Qualche giorno fa ho finito di leggere il libro “I miti Celtici” di T.W. Rolleston (*1). Come forse ho già accennato ne sono rimasto deluso.
Il problema sono la struttura e l'obiettivo del libro. La struttura prevede, dopo un'introduzione storica sui celti, grossomodo un capitolo su ogni “ciclo” di leggende mentre l'obiettivo è quello di analizzare tutta la letteratura “celtica” in toto. Il risultato è che il libro risulta essere troppo dispersivo: la conseguenza è che anche le leggende più interessanti finiscono per essere riassunte in maniera troppo sintetica riducendosi quindi a una collezione di nomi (strani) e luoghi per niente interessanti.
Il libro sarebbe stato enormemente migliore se l'autore si fosse limitato ad approfondire i cicli più antichi...
La parte storica, sebbene datata e non priva di inesattezze, è interessante e funzionale. In pratica viene spiegato che i celti, sebbene conoscessero l'uso della scrittura, non misero mai su carta la loro religione: i druidi infatti tramandavano le loro conoscenze solo oralmente. L'altro elemento significativo è che i celti, dopo aver dominato grandi estensioni dell'Europa, furono sconfitti e scacciati alla sua estrema periferia: Irlanda e Scozia (*2).
Dopo questa premessa storica l'autore usa una forte argomentazione. Spiega che la cultura non si tramanda solo per mezzo della scrittura ma anche oralmente e che quindi i miti della religione druidica non furono completamente dimenticati ma, anzi, si conservarono in forma più pura là dove i celti mantennero più a lungo la propria indipendenza.
L'autore si riferisce all'Irlanda dove le antiche leggende riemersero in manoscritti vergati e conservati nei numerosi monasteri dell'isola.
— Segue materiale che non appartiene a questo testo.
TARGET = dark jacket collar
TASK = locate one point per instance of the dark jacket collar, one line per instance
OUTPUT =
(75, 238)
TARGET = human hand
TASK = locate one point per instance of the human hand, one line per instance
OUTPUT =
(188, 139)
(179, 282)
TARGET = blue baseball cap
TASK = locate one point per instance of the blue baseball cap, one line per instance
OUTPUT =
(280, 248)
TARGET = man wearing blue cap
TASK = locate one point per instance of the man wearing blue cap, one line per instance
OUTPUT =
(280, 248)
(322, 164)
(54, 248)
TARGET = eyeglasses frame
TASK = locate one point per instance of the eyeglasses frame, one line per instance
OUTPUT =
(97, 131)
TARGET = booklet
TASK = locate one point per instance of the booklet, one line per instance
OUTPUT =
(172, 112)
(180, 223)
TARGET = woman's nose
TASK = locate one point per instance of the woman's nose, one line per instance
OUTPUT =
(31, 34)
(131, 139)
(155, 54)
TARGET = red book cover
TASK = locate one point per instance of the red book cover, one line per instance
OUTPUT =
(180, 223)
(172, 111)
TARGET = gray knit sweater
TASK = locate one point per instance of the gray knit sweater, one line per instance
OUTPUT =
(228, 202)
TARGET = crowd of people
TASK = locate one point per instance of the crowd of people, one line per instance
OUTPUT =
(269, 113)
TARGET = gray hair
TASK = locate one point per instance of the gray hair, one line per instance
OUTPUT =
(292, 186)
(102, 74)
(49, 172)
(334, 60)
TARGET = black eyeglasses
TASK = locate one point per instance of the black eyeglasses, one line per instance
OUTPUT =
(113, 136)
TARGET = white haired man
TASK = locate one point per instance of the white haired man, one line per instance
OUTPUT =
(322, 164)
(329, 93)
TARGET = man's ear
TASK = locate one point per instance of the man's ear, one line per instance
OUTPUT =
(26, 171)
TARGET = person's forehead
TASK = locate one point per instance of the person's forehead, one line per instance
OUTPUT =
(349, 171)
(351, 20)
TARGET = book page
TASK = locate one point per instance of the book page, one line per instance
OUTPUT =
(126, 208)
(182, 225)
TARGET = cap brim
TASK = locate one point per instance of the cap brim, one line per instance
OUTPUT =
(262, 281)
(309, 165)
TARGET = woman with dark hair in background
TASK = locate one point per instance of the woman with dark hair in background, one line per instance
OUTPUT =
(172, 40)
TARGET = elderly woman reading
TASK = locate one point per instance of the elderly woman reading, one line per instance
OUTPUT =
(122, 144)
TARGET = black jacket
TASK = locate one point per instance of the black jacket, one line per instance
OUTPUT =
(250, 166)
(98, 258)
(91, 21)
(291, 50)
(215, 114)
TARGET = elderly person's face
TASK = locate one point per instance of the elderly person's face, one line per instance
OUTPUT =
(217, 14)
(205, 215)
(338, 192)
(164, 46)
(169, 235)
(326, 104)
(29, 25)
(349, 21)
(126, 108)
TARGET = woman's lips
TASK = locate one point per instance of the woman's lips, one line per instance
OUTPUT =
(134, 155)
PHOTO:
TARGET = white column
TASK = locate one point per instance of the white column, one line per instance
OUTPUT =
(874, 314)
I racconti più antichi risalgono al X-XI secolo e sono quindi infarciti di elementi cristiani: comunque le caratteristiche della mitologia celtica (come il popolo fatato) sono chiaramente osservabili.
Ecco, se l'autore si fosse limitato a questi cicli più antichi, il libro sarebbe stato sicuramente più interessante invece, sebbene ne prenda un po' le distanze, dedica un intero capitolo al “ciclo Ossianico”.
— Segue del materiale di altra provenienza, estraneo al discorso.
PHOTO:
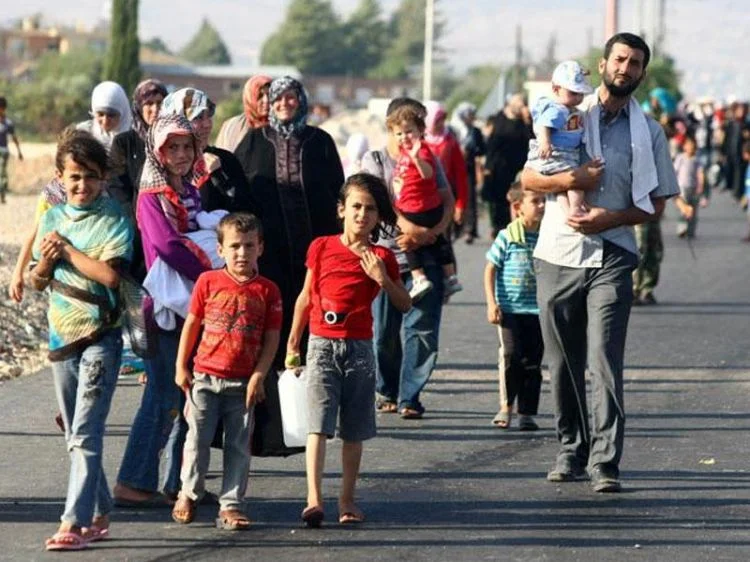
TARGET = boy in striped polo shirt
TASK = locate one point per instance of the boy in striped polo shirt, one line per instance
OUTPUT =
(510, 291)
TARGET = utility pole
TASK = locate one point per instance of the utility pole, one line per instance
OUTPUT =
(517, 80)
(610, 19)
(429, 32)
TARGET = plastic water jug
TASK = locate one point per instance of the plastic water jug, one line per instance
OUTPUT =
(293, 401)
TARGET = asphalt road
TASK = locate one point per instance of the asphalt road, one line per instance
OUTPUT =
(452, 486)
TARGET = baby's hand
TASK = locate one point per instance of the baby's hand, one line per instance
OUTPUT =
(545, 149)
(414, 148)
(494, 315)
(373, 266)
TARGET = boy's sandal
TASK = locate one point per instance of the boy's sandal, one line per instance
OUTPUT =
(184, 510)
(232, 520)
(351, 518)
(313, 516)
(66, 541)
(502, 420)
(386, 407)
(408, 413)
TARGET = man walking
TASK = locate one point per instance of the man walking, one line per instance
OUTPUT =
(584, 264)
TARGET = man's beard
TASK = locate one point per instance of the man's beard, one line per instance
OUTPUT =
(619, 91)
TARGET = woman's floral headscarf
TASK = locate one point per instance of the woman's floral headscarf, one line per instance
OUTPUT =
(297, 123)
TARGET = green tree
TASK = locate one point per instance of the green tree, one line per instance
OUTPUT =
(365, 38)
(310, 38)
(156, 44)
(122, 64)
(206, 47)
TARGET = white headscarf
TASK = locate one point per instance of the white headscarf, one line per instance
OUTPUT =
(356, 147)
(108, 96)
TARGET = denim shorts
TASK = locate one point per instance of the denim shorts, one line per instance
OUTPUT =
(341, 384)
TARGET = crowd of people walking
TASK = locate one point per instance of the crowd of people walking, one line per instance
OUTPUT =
(347, 274)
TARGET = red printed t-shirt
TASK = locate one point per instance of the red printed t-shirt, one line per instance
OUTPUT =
(235, 317)
(340, 285)
(417, 194)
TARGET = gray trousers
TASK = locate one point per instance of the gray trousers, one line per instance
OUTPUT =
(584, 316)
(209, 400)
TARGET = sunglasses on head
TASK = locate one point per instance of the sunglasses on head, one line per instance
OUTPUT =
(108, 113)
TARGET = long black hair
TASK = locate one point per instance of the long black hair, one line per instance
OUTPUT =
(379, 192)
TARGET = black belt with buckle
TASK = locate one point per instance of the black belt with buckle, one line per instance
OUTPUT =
(331, 318)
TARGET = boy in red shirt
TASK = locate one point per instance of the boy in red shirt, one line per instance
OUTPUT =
(418, 200)
(236, 313)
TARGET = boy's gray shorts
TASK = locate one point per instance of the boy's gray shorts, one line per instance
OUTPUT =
(341, 382)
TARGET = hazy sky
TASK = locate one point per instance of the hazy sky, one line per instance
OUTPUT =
(708, 52)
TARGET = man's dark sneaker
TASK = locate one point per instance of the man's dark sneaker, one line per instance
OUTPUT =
(566, 475)
(647, 299)
(605, 479)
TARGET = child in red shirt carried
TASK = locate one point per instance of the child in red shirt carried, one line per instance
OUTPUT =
(344, 275)
(418, 200)
(236, 314)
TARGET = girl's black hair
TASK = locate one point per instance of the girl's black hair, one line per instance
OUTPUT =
(379, 192)
(83, 149)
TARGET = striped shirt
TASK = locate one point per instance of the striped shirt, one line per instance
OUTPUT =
(515, 281)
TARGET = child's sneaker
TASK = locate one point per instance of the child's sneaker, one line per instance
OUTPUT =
(420, 288)
(452, 286)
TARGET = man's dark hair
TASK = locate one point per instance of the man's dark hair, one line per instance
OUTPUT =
(241, 222)
(401, 102)
(631, 40)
Per chi non lo sapesse Ossian era un personaggio scaturito dalla fantasia dello scozzese James Macpherson alla fine del XVIII secolo. Macpherson disse di aver trovato e tradotto in inglese degli antichi manoscritti attribuiti al bardo Ossian. Fin da subito si sospettò della veridicità di tale affermazione (anche perché le pergamene originali non furono mai mostrate!) ma solo nella seconda metà del XX secolo gli scettici hanno chiaramente prevalso. Adesso si ritiene che il Macpherson abbia attinto solamente pochi nomi e qualche altro elemento da racconti o canzoni scozzesi e che, in pratica, abbia inventato tutto il resto...
In un altro capitolo l'autore si dilunga nel riassumere le insipide avventure tratte da un manoscritto dall'ugualmente insipido titolo “Libro della mucca bruna”. Gli eroi vagano per il mare di isola in isola: ad ogni isola corrisponde una breve avventura ma nessuna è minimamente interessante...
Non contento l'autore passa a narrare le storie del Galles (tratti dal Mabinogion) che, sebbene contengano ancora degli elementi tipicamente celti, sono però ulteriormente corrotti e sovrapposti con altre leggende come, ad esempio, il mito di re Artù.
Insomma gli ultimi tre capitoli sono di scarsissimo interesse ed, escludendo i due capitoli storici iniziali, restano solo tre capitoli sulle leggende celtiche nella loro forma più pura che però vengono narrate in forma arida e troppo concisa...
Nota (*1): “I miti Celtici” di T.W. Rolleston, Ed. Euroclub, 1996, trad. Elena Campominosi
Nota (*2): e infatti ho scoperto che l'aggettivo “gaelico” si riferisce sia all'Irlanda che alla Scozia: io che l'avevo sempre sentito usare riferito a uno o all'altro di questi territori ero confuso sul suo reale significato. Invece i discendenti celtici nel Galles sono detti cimri.